Today, LinkedIn has more than 9,200 employees. Needless to say, we have gone beyond my apartment, and now the company is dispersed in offices in more than 30 cities around the world. And the choice of free drinks soon became wider.

But while tartar with salmon and avocado in our cafe and a bunch of other bonuses make working on LinkedIn quite enjoyable, the defining feature of our employees is a sense of purpose.

In fact, this is true. Imperative conducted a study that showed that 41% of employees have similar goals to the company, although on average in the US IT industry this figure does not exceed 21%. LinkedIn has achieved this in several ways.
According to the Imperative study:

In The Alliance: Managing Talent in the Networked Age, my co-authors and I present the “internship” as a mechanism for building and maintaining working relationships in an era when life-long employment is no longer mainstream. The key to a successful internship is a high degree of compliance between the employer and the employee, and the key to a high degree of compliance is a general sense of purpose.

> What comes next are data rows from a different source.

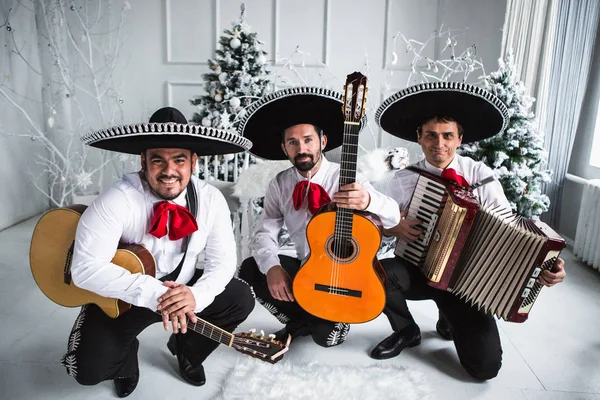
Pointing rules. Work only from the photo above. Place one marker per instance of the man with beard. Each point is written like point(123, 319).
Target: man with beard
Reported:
point(298, 124)
point(176, 217)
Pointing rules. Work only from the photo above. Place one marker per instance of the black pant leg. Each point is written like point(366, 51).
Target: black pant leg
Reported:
point(102, 348)
point(229, 309)
point(404, 282)
point(284, 311)
point(475, 335)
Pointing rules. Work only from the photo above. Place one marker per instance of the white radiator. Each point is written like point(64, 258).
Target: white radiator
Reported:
point(587, 237)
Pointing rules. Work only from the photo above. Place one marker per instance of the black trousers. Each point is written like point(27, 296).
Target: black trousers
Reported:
point(324, 333)
point(102, 348)
point(475, 334)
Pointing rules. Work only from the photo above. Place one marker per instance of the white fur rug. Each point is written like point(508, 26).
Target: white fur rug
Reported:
point(251, 379)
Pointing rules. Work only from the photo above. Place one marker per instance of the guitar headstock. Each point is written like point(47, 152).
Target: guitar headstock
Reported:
point(264, 348)
point(355, 97)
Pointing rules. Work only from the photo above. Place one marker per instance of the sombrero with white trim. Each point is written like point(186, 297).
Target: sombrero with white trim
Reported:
point(267, 118)
point(481, 114)
point(167, 128)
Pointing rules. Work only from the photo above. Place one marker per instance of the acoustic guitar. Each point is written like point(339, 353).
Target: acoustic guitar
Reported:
point(50, 258)
point(341, 279)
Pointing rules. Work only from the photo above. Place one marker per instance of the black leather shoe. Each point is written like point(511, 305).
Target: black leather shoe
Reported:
point(391, 346)
point(443, 328)
point(192, 374)
point(125, 386)
point(294, 329)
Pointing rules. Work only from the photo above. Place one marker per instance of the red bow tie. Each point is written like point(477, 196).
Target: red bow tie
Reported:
point(181, 224)
point(317, 196)
point(451, 175)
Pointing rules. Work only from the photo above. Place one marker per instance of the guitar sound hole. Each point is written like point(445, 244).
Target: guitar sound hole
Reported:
point(342, 248)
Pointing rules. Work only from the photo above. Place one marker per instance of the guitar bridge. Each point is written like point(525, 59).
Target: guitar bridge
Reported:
point(338, 290)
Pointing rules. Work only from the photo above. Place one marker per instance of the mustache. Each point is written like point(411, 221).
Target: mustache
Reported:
point(299, 156)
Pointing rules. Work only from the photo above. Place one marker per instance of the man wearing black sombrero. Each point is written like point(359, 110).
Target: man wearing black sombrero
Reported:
point(298, 124)
point(440, 116)
point(176, 217)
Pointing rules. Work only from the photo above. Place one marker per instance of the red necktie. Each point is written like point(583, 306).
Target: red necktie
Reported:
point(317, 196)
point(451, 175)
point(181, 224)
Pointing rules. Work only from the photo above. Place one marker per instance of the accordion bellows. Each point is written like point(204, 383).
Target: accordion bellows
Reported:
point(486, 255)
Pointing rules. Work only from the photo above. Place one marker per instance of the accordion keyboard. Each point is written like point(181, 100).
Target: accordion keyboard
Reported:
point(428, 199)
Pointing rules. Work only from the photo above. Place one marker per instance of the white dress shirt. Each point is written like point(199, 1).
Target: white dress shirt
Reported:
point(279, 209)
point(473, 171)
point(123, 214)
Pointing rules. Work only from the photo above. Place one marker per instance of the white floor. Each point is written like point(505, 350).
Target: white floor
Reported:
point(555, 355)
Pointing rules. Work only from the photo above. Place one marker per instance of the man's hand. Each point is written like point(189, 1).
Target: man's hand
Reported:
point(176, 305)
point(280, 284)
point(405, 230)
point(555, 275)
point(352, 196)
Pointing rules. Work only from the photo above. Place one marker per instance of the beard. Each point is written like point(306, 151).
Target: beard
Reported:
point(162, 192)
point(304, 165)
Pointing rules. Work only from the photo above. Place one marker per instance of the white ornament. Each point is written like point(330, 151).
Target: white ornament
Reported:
point(235, 43)
point(235, 102)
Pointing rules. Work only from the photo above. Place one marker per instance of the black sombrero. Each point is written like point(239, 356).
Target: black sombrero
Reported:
point(481, 114)
point(267, 118)
point(167, 128)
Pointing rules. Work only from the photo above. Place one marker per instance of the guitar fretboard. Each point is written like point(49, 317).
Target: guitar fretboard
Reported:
point(343, 218)
point(210, 331)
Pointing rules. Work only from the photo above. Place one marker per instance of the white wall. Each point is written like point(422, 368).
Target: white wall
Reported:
point(18, 197)
point(168, 42)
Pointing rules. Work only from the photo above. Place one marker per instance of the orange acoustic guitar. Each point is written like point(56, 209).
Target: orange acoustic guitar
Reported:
point(50, 260)
point(341, 279)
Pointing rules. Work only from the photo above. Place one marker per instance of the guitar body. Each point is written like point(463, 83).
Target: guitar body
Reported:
point(50, 257)
point(341, 286)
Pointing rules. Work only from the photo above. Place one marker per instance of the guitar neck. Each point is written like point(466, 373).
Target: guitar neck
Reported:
point(211, 331)
point(343, 224)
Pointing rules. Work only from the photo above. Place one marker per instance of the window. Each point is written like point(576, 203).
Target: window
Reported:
point(595, 155)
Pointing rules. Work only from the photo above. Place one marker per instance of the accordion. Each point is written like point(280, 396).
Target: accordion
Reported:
point(485, 255)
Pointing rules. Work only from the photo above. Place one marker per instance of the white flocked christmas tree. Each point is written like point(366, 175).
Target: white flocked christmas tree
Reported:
point(517, 155)
point(238, 75)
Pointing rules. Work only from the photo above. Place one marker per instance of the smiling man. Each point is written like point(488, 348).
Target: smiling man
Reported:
point(440, 116)
point(298, 124)
point(175, 216)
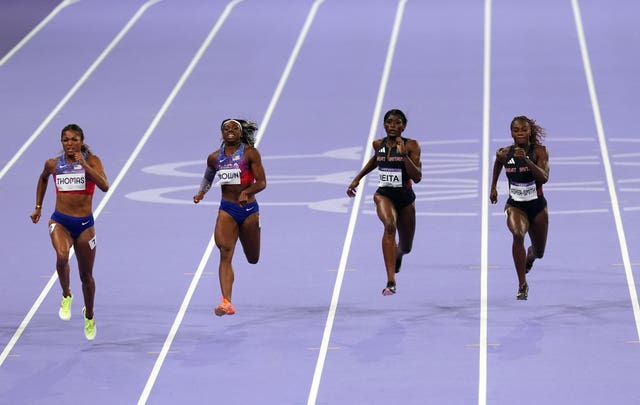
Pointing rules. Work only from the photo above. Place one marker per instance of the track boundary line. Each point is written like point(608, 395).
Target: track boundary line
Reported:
point(326, 336)
point(606, 162)
point(484, 239)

If a general sense of purpose takes place, employees work longer in the company. Their high level of engagement leads to higher loyalty and productivity.

At the time of life-long employment, everything was predetermined, now more and more professionals are looking at positions in companies where personal growth is possible and they could have a significant impact.

Companies that understand the growing importance of goals in the modern professional landscape improve their abilities to attract such employees, as well as their ability to interest them for a long time.

When I see LinkedIn thousands of employees striving to create economic opportunities for every employee in the world, I become even more confident in our goals. Jeff Weiner (CEO LinkedIn) calls this LinkedIn vision “a sense of true north,” while he is guided by his more than a decade of experience, and helps us attract and retain the people we need.